Cynthia Littleton Business Editor Think the market for adult-focused specialty films is dead? Peter Kujawski, chairman of Focus Features, explains why you’re wrong on the latest episode of Variety podcast “Strictly Business.” As the film biz gathers in Las Vegas this week for CinemaCon, Kujawski, an industry veteran who has headed NBCUniversal’s Focus Features unit since 2016, discusses the state of moviemaking and exhibition and he walks through the key lessons learned from the strike-challenged 2023 box office.
Takeaway No. 1 — originality sells. “The big cultural story of the movies last year was the Barbenheimer effect. Both of those things in their way are unexpected, right?
They’re wholly original in terms of conception and execution,” Kujawski says of last year’s summer juggernauts, Warner Bros.’ “Barbie” and Universal’s “Oppenheimer.” “And they were not only embraced but literally devoured by an audience, right?
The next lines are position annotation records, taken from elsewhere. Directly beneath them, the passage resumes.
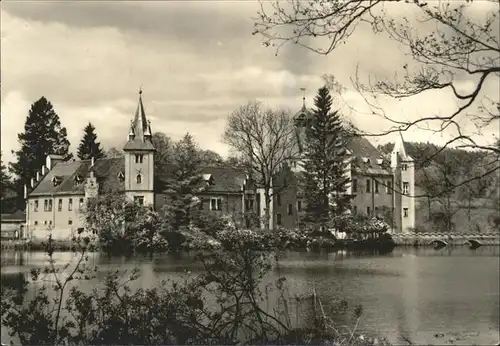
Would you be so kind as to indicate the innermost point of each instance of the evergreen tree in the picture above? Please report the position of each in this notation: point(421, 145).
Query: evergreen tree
point(89, 147)
point(4, 178)
point(4, 185)
point(114, 152)
point(43, 135)
point(185, 182)
point(324, 163)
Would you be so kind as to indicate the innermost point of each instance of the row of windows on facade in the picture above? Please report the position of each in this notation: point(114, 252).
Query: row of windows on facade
point(49, 223)
point(376, 186)
point(216, 204)
point(47, 204)
point(376, 211)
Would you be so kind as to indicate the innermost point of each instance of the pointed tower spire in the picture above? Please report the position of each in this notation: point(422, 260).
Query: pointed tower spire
point(140, 129)
point(303, 98)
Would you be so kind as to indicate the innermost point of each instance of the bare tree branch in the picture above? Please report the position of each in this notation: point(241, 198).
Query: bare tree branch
point(266, 140)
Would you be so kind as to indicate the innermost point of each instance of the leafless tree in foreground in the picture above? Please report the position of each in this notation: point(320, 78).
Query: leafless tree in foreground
point(265, 139)
point(458, 47)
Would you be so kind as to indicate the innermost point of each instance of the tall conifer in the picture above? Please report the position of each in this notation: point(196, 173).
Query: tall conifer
point(89, 146)
point(185, 182)
point(324, 163)
point(43, 135)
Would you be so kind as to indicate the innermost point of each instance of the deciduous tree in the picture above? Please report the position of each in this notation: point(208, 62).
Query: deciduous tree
point(265, 139)
point(448, 41)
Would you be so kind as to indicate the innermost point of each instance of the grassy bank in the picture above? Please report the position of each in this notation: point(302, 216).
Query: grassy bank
point(428, 239)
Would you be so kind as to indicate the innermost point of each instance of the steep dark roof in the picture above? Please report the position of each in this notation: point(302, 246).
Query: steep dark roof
point(106, 171)
point(140, 130)
point(19, 216)
point(225, 179)
point(359, 147)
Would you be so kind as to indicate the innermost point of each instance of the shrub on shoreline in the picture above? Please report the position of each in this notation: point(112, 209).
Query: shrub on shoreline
point(179, 313)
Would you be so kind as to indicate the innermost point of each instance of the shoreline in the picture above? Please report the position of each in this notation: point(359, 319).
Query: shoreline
point(396, 240)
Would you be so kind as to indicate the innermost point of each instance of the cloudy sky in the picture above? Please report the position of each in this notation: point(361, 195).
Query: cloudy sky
point(195, 61)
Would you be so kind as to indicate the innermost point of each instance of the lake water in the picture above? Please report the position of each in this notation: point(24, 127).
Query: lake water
point(413, 294)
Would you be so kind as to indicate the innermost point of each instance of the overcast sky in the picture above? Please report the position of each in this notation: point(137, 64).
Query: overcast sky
point(195, 61)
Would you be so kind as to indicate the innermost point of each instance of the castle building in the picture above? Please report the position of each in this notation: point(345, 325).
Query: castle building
point(57, 195)
point(380, 186)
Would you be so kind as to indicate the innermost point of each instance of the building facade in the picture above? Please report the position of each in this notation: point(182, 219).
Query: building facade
point(380, 186)
point(57, 195)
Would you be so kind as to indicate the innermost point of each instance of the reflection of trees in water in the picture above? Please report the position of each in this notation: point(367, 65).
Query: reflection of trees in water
point(13, 281)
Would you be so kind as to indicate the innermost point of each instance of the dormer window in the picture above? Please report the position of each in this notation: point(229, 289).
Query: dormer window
point(78, 180)
point(139, 158)
point(56, 180)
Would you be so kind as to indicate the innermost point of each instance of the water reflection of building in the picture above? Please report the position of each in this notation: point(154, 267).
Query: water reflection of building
point(12, 226)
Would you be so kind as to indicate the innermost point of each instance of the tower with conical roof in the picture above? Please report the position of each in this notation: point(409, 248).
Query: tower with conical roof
point(139, 158)
point(403, 168)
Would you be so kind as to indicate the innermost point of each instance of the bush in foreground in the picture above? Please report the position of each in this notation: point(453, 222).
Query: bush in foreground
point(223, 305)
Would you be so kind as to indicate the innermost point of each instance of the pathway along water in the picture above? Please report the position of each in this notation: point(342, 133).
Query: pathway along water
point(424, 295)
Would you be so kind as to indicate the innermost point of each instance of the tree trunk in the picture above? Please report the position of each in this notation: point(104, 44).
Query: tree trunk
point(429, 217)
point(267, 214)
point(469, 202)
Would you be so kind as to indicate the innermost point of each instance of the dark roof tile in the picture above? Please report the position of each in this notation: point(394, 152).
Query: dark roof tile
point(106, 171)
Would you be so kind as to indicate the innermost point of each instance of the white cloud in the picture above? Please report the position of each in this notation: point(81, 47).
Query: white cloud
point(193, 71)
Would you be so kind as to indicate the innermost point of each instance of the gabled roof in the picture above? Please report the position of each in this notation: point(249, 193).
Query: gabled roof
point(400, 148)
point(357, 146)
point(224, 179)
point(106, 170)
point(17, 216)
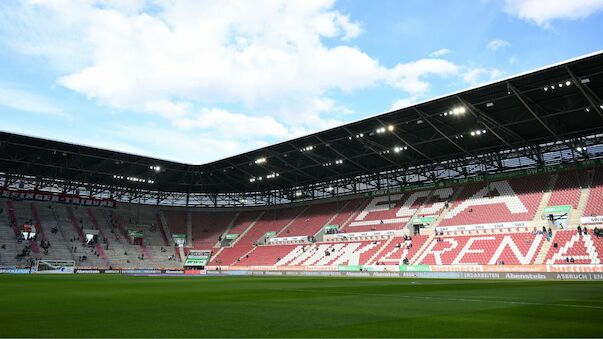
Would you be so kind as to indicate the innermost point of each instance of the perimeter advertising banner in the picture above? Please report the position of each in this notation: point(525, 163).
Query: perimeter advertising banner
point(557, 209)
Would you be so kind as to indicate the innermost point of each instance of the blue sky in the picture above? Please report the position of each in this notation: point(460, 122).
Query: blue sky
point(196, 81)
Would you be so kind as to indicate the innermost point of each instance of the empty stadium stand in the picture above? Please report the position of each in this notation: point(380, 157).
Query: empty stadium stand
point(483, 223)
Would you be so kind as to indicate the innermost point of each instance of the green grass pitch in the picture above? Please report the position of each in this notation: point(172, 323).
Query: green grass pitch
point(124, 306)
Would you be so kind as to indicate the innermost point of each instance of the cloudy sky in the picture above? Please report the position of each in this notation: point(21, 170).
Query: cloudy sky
point(196, 81)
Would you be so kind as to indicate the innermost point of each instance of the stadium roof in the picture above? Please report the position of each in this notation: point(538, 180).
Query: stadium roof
point(556, 103)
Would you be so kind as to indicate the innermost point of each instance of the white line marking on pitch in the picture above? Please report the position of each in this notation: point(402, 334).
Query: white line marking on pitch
point(444, 298)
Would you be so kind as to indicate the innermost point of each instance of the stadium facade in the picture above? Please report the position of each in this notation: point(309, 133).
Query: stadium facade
point(504, 177)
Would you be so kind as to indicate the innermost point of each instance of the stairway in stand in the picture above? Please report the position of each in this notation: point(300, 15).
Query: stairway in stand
point(99, 248)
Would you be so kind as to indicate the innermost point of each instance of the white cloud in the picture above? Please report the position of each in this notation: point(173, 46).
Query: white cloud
point(440, 53)
point(543, 12)
point(190, 62)
point(475, 76)
point(409, 77)
point(26, 101)
point(497, 44)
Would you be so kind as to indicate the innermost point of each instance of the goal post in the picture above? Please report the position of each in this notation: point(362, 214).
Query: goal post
point(54, 266)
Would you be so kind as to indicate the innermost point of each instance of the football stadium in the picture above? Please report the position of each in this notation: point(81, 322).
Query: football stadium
point(481, 212)
point(473, 214)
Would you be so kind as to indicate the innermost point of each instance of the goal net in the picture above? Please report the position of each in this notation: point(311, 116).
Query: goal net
point(55, 266)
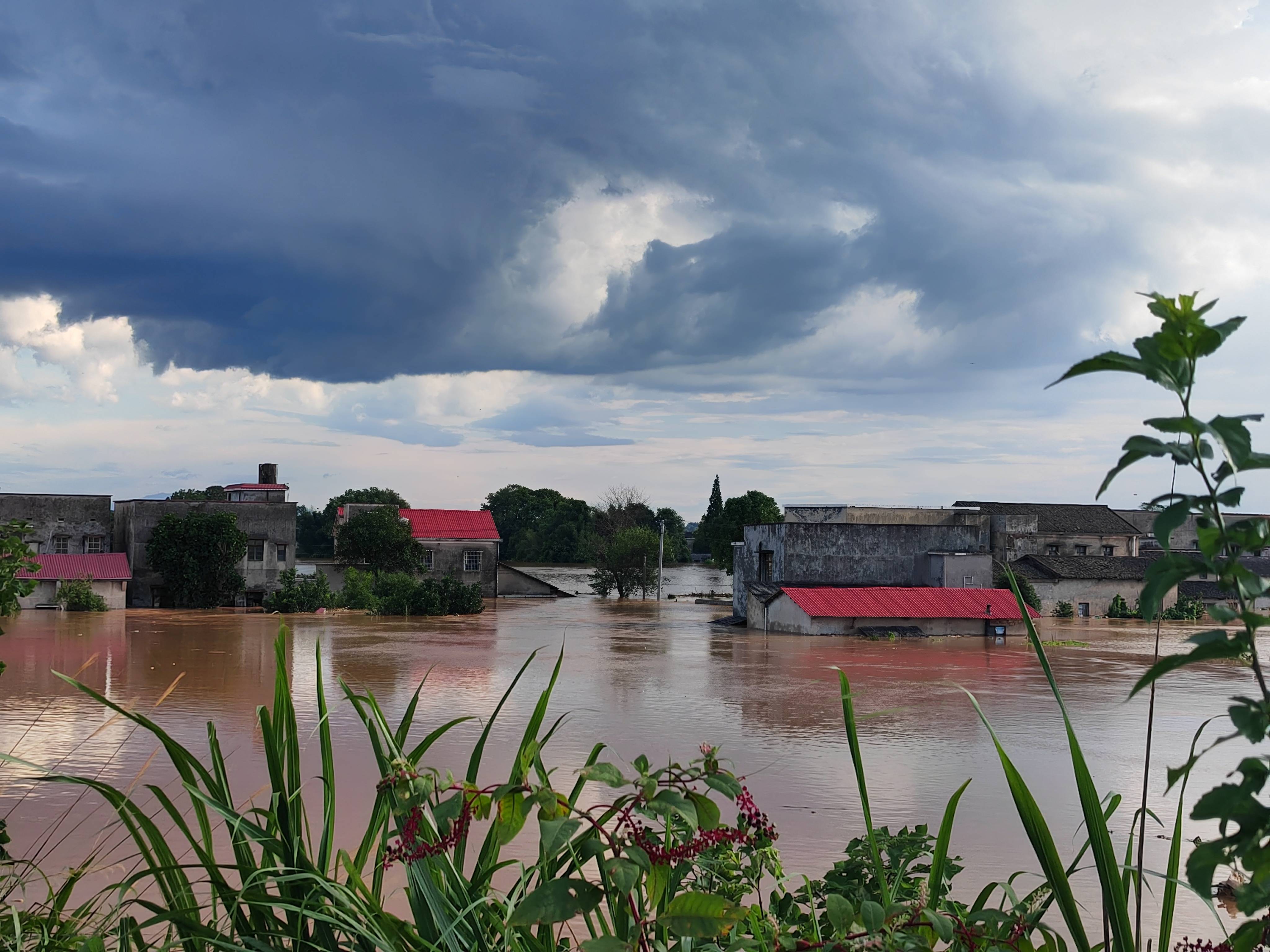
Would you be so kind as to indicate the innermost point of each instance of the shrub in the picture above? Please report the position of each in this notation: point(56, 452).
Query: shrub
point(78, 596)
point(300, 593)
point(359, 591)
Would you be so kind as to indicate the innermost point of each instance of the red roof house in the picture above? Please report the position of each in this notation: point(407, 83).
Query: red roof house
point(882, 610)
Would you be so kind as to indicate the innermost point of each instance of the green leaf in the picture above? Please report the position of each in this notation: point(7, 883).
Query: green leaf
point(841, 913)
point(623, 874)
point(604, 774)
point(553, 835)
point(939, 860)
point(942, 924)
point(1109, 361)
point(670, 801)
point(708, 812)
point(605, 944)
point(556, 902)
point(700, 916)
point(726, 784)
point(872, 916)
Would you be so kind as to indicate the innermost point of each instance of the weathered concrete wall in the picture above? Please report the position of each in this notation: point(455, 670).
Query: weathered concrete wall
point(784, 616)
point(958, 571)
point(1095, 592)
point(447, 559)
point(74, 517)
point(271, 523)
point(112, 592)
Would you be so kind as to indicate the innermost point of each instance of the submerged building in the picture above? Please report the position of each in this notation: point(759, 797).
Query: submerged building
point(260, 508)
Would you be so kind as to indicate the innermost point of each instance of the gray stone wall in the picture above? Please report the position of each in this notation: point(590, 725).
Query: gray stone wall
point(78, 518)
point(271, 523)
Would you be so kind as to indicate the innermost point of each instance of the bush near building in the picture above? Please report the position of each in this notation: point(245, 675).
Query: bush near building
point(300, 593)
point(78, 596)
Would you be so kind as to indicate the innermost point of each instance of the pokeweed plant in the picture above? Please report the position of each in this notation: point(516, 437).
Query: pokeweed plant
point(1216, 452)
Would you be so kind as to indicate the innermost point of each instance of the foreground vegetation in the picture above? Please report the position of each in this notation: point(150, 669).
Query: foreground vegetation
point(676, 857)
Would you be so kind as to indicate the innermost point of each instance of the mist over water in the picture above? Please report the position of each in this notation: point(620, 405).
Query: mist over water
point(641, 677)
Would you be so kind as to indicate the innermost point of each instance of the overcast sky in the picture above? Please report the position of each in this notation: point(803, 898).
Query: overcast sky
point(828, 250)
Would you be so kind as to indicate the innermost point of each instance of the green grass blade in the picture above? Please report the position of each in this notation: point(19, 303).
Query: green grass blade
point(939, 860)
point(1041, 838)
point(328, 774)
point(849, 718)
point(1116, 899)
point(1169, 901)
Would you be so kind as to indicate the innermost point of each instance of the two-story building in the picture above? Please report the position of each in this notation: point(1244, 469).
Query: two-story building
point(260, 508)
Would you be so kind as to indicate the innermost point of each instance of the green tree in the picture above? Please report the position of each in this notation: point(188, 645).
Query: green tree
point(199, 558)
point(676, 544)
point(380, 540)
point(213, 494)
point(78, 596)
point(540, 525)
point(738, 513)
point(300, 593)
point(714, 511)
point(625, 563)
point(1025, 588)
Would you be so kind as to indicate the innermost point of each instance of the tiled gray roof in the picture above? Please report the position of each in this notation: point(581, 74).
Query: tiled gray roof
point(1064, 517)
point(1128, 568)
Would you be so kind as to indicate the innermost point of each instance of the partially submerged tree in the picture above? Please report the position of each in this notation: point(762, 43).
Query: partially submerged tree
point(199, 557)
point(379, 540)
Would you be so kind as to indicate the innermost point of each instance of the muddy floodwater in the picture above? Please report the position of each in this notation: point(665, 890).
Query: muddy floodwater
point(642, 677)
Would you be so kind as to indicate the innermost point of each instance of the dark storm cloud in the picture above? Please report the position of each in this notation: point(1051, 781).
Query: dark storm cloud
point(336, 191)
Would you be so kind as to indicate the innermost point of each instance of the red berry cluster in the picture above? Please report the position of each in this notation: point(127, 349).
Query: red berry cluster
point(753, 817)
point(704, 841)
point(409, 848)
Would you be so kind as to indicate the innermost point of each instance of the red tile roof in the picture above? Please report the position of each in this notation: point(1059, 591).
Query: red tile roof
point(451, 523)
point(103, 566)
point(907, 603)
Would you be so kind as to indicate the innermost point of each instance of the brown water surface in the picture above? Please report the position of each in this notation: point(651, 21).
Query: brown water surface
point(643, 678)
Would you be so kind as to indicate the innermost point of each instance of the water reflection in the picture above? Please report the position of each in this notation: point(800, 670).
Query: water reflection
point(643, 678)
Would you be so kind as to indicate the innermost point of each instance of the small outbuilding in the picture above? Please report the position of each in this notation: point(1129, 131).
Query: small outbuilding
point(109, 571)
point(881, 611)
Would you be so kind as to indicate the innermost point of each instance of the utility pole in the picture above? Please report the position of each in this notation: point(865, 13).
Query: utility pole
point(661, 553)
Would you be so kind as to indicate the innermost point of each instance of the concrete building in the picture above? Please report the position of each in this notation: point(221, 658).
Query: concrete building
point(460, 543)
point(269, 522)
point(1088, 582)
point(884, 612)
point(109, 572)
point(1184, 537)
point(1055, 530)
point(61, 525)
point(854, 546)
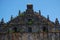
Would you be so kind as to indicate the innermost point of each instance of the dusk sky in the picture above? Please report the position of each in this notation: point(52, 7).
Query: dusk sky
point(47, 7)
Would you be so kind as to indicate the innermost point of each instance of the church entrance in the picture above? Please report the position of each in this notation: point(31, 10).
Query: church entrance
point(29, 29)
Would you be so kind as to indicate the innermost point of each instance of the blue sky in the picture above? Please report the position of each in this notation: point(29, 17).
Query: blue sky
point(47, 7)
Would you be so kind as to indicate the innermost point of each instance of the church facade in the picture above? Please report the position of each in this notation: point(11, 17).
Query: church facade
point(30, 25)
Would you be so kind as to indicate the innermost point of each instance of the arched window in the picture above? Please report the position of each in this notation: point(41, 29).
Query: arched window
point(29, 29)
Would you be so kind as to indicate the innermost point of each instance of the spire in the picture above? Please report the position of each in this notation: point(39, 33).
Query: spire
point(19, 12)
point(11, 17)
point(48, 17)
point(2, 20)
point(39, 12)
point(56, 21)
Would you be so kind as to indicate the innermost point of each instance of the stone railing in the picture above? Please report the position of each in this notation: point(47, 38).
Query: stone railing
point(30, 36)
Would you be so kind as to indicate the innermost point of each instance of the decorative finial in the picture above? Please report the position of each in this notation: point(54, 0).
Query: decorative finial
point(2, 20)
point(11, 17)
point(19, 12)
point(48, 17)
point(39, 12)
point(29, 6)
point(56, 21)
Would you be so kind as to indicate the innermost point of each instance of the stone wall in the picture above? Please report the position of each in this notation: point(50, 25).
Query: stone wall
point(30, 36)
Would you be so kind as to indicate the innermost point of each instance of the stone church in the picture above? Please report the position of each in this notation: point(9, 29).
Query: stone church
point(29, 25)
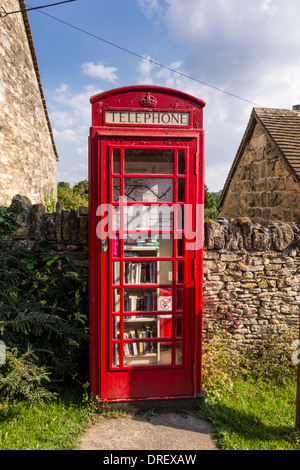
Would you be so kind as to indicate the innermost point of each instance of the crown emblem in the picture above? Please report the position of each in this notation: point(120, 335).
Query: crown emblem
point(148, 101)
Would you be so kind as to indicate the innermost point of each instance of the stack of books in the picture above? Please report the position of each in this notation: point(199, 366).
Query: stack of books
point(144, 303)
point(141, 273)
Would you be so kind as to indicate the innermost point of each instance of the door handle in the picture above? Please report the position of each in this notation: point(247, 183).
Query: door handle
point(104, 246)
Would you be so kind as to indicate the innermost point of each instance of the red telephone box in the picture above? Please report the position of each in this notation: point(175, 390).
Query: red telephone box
point(146, 175)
I truly believe — and I realize that it may sound self-serving given the chair I sit in — that we might be coming into the very beginning stages of a golden age of movies that are filmmaker driven, with original visions and original voices being the thing that defines the biggest movies of our era.” The kind of movies that Focus is best known for making — specialty titles with mid-range budgets aimed squarely at adults — are seen as an endangered species as far as theatrical releases are concerned.